Os bobos
Voz às Escolas
2014-11-17 às 06h00
A notícia não é recente mas a perplexidade mantém-se. O orçamento do próximo ano prevê um corte de 700 milhões de euros na educação. Dito assim, poderá nem parecer muito a alguns olhos viciados pelos números astronómicos que nos ilustram a crise: o défice, a dívida pública, os prejuízos dos bancos, as suas fraudes… enfim, os preços que temos a pagar por desvarios vários. Mas este valor corresponde a 11,3% de redução num orçamento que tem vindo a ser sistematicamente encurtado.

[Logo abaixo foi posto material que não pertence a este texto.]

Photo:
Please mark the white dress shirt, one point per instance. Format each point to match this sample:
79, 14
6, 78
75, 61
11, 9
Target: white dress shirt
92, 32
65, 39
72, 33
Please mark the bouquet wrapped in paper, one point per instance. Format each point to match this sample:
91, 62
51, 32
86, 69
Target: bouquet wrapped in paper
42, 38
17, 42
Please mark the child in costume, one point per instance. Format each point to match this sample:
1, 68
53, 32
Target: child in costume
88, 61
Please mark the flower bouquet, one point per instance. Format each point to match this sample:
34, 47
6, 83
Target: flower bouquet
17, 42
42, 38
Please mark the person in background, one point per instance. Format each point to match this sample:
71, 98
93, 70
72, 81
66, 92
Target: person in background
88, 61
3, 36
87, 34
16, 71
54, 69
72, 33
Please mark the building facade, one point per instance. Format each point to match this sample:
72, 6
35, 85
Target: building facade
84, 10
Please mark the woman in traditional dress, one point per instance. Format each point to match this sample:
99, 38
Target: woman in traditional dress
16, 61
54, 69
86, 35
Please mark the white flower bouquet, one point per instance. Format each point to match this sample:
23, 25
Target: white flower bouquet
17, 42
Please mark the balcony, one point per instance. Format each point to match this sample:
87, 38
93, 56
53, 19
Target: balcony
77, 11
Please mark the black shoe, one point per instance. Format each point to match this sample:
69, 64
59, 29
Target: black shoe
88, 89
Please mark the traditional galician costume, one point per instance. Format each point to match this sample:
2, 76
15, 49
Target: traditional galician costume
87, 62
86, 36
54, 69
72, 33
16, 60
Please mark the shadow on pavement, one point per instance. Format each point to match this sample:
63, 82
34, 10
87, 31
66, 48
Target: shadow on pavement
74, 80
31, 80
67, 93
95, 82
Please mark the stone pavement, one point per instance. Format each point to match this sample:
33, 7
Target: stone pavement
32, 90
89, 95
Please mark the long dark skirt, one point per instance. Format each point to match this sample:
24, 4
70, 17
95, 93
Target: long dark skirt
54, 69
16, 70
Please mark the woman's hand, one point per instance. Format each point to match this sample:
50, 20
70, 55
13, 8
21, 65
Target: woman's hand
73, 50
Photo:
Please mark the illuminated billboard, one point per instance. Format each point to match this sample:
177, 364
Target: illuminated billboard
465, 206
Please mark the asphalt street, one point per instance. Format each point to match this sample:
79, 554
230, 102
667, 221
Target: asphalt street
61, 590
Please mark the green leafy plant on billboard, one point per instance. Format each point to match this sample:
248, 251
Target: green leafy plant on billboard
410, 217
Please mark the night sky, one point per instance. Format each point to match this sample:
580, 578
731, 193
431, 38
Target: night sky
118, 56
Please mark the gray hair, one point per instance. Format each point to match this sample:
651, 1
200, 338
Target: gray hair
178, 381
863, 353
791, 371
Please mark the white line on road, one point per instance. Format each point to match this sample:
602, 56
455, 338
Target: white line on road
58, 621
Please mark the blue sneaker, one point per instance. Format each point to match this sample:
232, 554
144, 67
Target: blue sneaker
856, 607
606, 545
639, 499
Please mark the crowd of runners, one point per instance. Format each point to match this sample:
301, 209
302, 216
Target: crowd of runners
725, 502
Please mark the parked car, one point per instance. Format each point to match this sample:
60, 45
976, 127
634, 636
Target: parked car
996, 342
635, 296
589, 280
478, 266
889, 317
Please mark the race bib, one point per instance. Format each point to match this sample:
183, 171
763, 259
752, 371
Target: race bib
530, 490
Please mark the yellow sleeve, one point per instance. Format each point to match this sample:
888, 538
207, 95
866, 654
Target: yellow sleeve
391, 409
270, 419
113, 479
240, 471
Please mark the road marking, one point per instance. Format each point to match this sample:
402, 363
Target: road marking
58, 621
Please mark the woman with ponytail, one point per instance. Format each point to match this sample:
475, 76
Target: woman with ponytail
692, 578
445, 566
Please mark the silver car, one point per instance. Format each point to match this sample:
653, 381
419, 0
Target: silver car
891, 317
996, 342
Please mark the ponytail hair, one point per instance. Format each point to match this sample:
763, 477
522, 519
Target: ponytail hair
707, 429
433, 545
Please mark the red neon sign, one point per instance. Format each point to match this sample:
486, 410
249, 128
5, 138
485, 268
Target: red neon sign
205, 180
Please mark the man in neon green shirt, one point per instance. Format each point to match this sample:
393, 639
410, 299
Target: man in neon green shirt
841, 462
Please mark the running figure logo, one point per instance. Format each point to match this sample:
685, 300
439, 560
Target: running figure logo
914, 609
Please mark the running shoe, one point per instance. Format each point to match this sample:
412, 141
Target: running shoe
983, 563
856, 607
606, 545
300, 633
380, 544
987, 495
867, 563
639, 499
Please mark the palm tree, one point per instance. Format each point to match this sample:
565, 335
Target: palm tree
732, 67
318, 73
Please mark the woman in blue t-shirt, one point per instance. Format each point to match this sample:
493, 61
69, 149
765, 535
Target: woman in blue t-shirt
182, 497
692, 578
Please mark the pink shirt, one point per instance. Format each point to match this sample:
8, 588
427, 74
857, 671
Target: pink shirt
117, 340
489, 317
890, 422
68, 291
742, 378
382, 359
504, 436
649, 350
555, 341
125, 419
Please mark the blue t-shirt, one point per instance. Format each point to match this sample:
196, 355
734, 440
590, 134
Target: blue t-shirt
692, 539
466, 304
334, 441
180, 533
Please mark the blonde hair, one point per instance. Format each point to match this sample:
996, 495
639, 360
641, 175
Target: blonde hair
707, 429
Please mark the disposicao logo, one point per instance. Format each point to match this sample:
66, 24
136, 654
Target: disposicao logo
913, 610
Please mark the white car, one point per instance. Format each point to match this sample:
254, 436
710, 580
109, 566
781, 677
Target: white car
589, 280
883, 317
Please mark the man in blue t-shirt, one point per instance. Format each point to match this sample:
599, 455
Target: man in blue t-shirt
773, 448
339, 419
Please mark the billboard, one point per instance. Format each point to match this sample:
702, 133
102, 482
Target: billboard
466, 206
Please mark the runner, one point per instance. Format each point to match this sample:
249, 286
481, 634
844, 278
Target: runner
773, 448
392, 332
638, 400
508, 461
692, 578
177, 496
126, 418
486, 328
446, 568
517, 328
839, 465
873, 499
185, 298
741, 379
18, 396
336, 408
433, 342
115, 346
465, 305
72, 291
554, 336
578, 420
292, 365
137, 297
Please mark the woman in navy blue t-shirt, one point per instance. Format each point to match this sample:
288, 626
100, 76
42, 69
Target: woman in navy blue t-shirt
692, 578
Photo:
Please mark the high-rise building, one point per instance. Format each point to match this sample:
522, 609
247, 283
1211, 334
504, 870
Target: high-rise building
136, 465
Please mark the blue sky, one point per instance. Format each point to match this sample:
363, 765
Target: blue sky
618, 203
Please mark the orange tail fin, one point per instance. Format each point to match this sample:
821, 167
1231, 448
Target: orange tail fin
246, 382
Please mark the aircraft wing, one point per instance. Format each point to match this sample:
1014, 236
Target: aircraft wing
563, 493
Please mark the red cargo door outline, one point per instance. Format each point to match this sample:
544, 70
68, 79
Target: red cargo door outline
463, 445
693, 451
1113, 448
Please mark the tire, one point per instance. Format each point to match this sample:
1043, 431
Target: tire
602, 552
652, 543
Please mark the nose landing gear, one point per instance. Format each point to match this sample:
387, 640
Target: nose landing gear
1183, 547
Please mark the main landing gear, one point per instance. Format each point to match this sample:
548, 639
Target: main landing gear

Estamos a falar de cortes na escola pública, na escola que assegura a educação à gigantesca maioria dos alunos deste país. Da escola que garante que ninguém fica sem o direito fundamental à educação. Da escola que assegura a integração de todos, independentemente da sua origem social, étnica, se tem necessidades educativas especiais e do seu rendimento económico.
Vejamos o que se passa com a redução das transferências de verbas do orçamento de estado para as escolas privadas com contrato de associação. Para estas escolas, a redução orçamental é de 1,1%. E não digo apenas 1,1% porque é, seguramente, uma redução relevante para quem tiver que gerir esse valor.
Mas comparem-se os valores percentuais. Verificamos que, na ótica de quem definiu o orçamento, a maioria dos alunos portugueses tem menor direito à educação que a minoria que frequenta escolas privadas. À maioria dos alunos do nosso país serão retirados mais de 10% dos recursos para que tenham a melhor educação possível e que possam atingir o sucesso escolar. Trata-se, evidentemente, de uma decisão, mais do que baseada em critérios económicos, de justiça ou de eficácia, reveladora de uma opção ideológica clara.
Independentemente de ser uma opção legítima, pergunto se essa opção política é transmitida claramente pelos decisores. Se não estará a ser aplicada com recurso a subterfúgios e associada a um discurso melífluo, que nas intenções expressas publicamente e nos intróitos dos documentos legais acena com a melhoria da escola pública mas, na prática e nos articulados desses mesmos documentos legais, torna a vida nas escolas um desafio permanente de sobrevivência à incerteza e às constantes alterações ao sistema de ensino.
Com isto não estamos a escusar-nos a ter uma gestão mais exigente e eficaz da escola pública. Preocupa-nos que este desequilíbrio no tratamento dos setores público e privado traga um, cada vez maior, desequilíbrio nas condições de aprendizagem dos alunos e que crie um fosso inultrapassável nas possibilidades de cada aluno cumprir, o mais plenamente possível, o seu potencial. Rejeitamos, por tudo isto, o custo, verdadeiramente incalculável, que poderá ter para o nosso futuro comum e as injustiças graves que, como é evidente, cria.
Se compaginarmos estas medidas com as recentes declarações de Merkel, com o ineditamente tumultuoso arranque de ano letivo, com o grau da contribuição da educação para o esforço de redução das despesas públicas e com a ausência de clareza quanto às grandes opções políticas para a educação, que possam transcender uma legislatura, ficamos profundamente apreensivos quanto ao futuro.
No entanto, avaliando o passado recente, temos a convicção de que as escolas farão mais um esforço no sentido de evitar que todas as perturbações e adversidades atinjam os alunos. E procurarão solucionar os problemas provocados pelos cortes orçamentais e encontrar alternativas para que os alunos atinjam o sucesso.
De facto, as escolas públicas, principalmente através dos seus profissionais, têm dado respostas cabais à sucessão de reveses que têm sofrido. Isto, com um efeito perverso e paradoxal: a qualidade da escola pública tem vindo, inegavelmente, a melhorar, o que provocará a convicção de que o caminho que nos é imposto é o adequado. Mas a verdade é que esta melhoria se tem verificado à custa de uma sobrecarga de trabalho, já a raiar o humanamente aceitável. E, como é bom de ver, esta situação tem um preço, que acabará por ser pago, e um limite que cedo se atingirá.